しょうがない。それならば、実技演習といきましょうか。
俺はその場に土下座をして、お願いした。
「どうか、教えてください!」
まわりにいる人間にも聞こえるように、わざと声を大きくする。
「な、や、やめんか! こんなところで……」
土下座しているので直接見えないが、カマキリじいさんが狼狽しているのが感じ取れる。周りの人間の視線も感じる。カマキリじいさんはきっと、この周りの視線に耐えられないはずだ。

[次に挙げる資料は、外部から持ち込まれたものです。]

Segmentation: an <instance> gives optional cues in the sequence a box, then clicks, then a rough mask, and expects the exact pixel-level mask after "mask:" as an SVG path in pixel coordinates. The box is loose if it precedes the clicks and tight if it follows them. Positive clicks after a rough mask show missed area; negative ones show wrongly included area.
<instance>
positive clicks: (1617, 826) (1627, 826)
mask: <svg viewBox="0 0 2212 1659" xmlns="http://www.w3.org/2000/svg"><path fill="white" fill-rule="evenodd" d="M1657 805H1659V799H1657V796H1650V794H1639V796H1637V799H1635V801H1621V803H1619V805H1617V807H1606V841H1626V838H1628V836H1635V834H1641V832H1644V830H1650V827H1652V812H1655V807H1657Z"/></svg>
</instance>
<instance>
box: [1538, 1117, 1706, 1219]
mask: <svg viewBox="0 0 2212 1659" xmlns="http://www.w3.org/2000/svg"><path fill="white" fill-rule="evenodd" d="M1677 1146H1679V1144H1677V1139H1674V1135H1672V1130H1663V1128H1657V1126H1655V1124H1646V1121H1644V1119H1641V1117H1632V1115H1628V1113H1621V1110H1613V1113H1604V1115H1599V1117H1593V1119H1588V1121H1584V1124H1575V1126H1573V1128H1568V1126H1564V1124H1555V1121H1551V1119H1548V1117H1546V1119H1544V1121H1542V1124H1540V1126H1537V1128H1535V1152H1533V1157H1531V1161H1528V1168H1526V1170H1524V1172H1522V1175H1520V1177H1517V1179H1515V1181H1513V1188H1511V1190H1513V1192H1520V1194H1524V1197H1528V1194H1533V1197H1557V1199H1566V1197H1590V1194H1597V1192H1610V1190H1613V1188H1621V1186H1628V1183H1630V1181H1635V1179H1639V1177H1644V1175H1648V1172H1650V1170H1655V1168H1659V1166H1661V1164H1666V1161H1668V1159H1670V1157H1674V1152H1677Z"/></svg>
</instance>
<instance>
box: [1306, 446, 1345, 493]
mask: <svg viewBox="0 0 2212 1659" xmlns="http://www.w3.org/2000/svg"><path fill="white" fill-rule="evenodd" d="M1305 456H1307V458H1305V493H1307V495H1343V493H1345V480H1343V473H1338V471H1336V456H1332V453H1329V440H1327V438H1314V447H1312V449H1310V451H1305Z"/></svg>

「わかった、教えるから、教えるから、土下座をやめろ!」
俺の予想通り、カマキリじいさんは他人の痛い視線にまったく耐性がなかった。すぐに根負けして、俺に手をさしのべてくれた。ああ、ちょろいちょろい。
「これが、土下座の力ですよ、先生」
俺はにやりと笑い、わざとらしく言った。
「うるさいわ。この小悪党め」
カマキリじいさんはやり場のない憤りを発散するように、俺の頭を小突いた。痛い。
俺とカマキリじいさんは欅の木の下にあるベンチに移動して、座った。爽やかな初夏の風が通り過ぎ、欅の葉を揺らした。
「で、どこの誰なんですか? 思い人は?」
俺は土下座で汚れたスーツを払いながら訊ねた。
「…………あの娘だ」
「え?」
カマキリじいさんは蚊の泣くような非常にちーさい声で呟いた。俺は思わず聞き返した。
「だから…………あの娘だ」
カマキリじいさんは前方にあるベンチを指さしながら、先ほどよりは少し大きな声で言った。
俺はカマキリじいさんが指さす方を見た。
――そこには、本の世界に没入している、美しい少女がいた。
「ロリコン趣味ですか?」
俺は少女があまりにも美しかったので、思わず二度見してから、カマキリじいさんのキタネェ横面を見て、ここが現実の世界であることを認識してから、軽口を叩いた。
「バカもん。あれでも彼女は二十五の、立派な女性だ」
俺は改めて女性を見た。見た目はかなり幼い。まだ十五、六にしか見えない。
髪はラピスラズリのように魔力を持った青色で、キレイに編まれた三つ編みだ。頭には麦わら帽子をかぶっていて、初夏の日差しがいっそうやわらかく彼女を包んでいる。本に視線を落としている伏し目がちな瞳は、宇宙の果てのように、深く暗い。そしてまた、宇宙の果てには何があるのだろうかという好奇心をくすぐるような妖艶さもある。鼻筋はキレイに通っている。唇は赤富士のように赤い。肌は雪のように白く、手足は細長い。彼女は白いワンピースを着ていて、まるで物語のヒロインが、間違えて小説の中から出てきたのかと錯覚してしまうほどに――美しかった。
「美人な人ですね」
俺は思わず、嘘偽りのない感想を言っていた。
「そうだろう。あれほどの美人、なかなかおらん」
カマキリじいさんはなぜか嬉しそうに誇った顔をした。その顔を見て、カマキリじいさんがどれだけ彼女のことが好きなのか、なんとなく想像できた。
「彼女……なんて名前なんですか?」
俺は彼女にずっとピントを合わせたまま、ぼんやりと訊ねた。